Taxes on unhealthy food would also fall heavily on the poor. Healy writes that taxes of 10-30 percent of the price of unhealthy food could both raise money and help the poor afford healthier choices by starting “a program of tax subsidies to encourage the purchase of fresh and processed fruits and vegetables.” As with funding health care through taxes on unhealthy food, this policy would be hypocritical. The government currently pays American farmers up to $15 billion  every year to grow corn, rice, wheat, and sugar. These subsidies lower the price of animal feed and carbohydrates, making foods deriving from these sources artificially cheap. Rather than tax unhealthy foods paid for by taxpayer money, cut farm subsidies instead and alternatives such as fruits and vegetables will have a fair chance in the market, giving the poor real choices without breaking their budgets.
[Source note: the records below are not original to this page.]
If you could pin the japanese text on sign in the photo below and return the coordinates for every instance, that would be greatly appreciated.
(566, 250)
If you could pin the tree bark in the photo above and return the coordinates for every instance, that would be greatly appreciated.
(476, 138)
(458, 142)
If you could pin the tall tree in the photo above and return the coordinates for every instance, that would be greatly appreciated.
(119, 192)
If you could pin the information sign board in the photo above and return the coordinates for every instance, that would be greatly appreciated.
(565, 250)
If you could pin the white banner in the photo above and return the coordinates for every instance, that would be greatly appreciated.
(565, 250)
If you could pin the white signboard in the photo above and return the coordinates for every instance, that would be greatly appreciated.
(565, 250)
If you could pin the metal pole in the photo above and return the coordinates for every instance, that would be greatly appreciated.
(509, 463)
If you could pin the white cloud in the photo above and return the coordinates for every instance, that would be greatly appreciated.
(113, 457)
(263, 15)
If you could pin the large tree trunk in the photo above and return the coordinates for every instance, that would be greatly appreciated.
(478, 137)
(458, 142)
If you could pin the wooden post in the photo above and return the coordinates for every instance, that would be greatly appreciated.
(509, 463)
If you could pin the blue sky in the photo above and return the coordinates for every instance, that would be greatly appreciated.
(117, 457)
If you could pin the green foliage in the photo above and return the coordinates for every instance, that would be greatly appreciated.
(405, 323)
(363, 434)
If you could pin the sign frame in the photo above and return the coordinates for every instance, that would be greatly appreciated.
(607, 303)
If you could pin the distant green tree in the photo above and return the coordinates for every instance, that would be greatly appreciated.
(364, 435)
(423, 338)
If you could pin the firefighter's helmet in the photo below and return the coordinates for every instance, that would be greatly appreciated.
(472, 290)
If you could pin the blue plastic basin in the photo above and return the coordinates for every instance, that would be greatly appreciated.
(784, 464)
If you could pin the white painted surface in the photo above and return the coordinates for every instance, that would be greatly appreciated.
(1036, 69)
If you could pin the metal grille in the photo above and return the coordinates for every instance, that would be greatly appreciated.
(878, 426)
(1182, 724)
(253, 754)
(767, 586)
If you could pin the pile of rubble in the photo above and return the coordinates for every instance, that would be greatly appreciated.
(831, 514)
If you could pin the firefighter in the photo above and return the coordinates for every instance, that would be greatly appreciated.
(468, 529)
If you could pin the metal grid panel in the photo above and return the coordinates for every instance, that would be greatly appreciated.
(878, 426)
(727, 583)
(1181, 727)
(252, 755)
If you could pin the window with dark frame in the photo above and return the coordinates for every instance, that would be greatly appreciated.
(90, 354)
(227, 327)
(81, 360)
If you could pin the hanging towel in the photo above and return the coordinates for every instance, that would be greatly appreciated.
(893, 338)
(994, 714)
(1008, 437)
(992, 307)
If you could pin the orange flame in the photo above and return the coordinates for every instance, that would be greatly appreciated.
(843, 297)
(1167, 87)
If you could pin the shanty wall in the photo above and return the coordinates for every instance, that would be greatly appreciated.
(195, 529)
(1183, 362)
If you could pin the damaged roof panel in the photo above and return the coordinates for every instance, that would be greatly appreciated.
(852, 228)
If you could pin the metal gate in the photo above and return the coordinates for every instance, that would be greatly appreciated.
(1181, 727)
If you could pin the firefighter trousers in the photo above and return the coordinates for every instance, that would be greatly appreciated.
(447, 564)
Obesity is a problem, but higher taxes are not the answer. Rather than punishing people, especially the poorest among us, for eating as they please, we need to restore a sense of responsibility to individuals for their own health decisions. Cutting back on the degree to which government will pay for our health care is one way to do this. Eliminating subsidies to farmers would also help by changing markets to encourage better eating choices. Changing our culture to stop celebrating overconsumption  would also be a good thing. This is already happening, as Healy notes: “In many ways, the drumbeat of scientific evidence and the growing cultural stigma against obesity already are well underway -- as any parent who has tried to bring birthday cupcakes into her child's classroom certainly knows.”
Sirico reminds us that real crusades against sin start in the “family, church, and school,” not in the government. Looking to public officials to direct our food consumption is a recipe for abuse. The same country that constitutionally bans the government from taking our homes,  ought never to permit it to control our kitchens, either.
Matt Cavedon is a communications associate at the Acton Institute.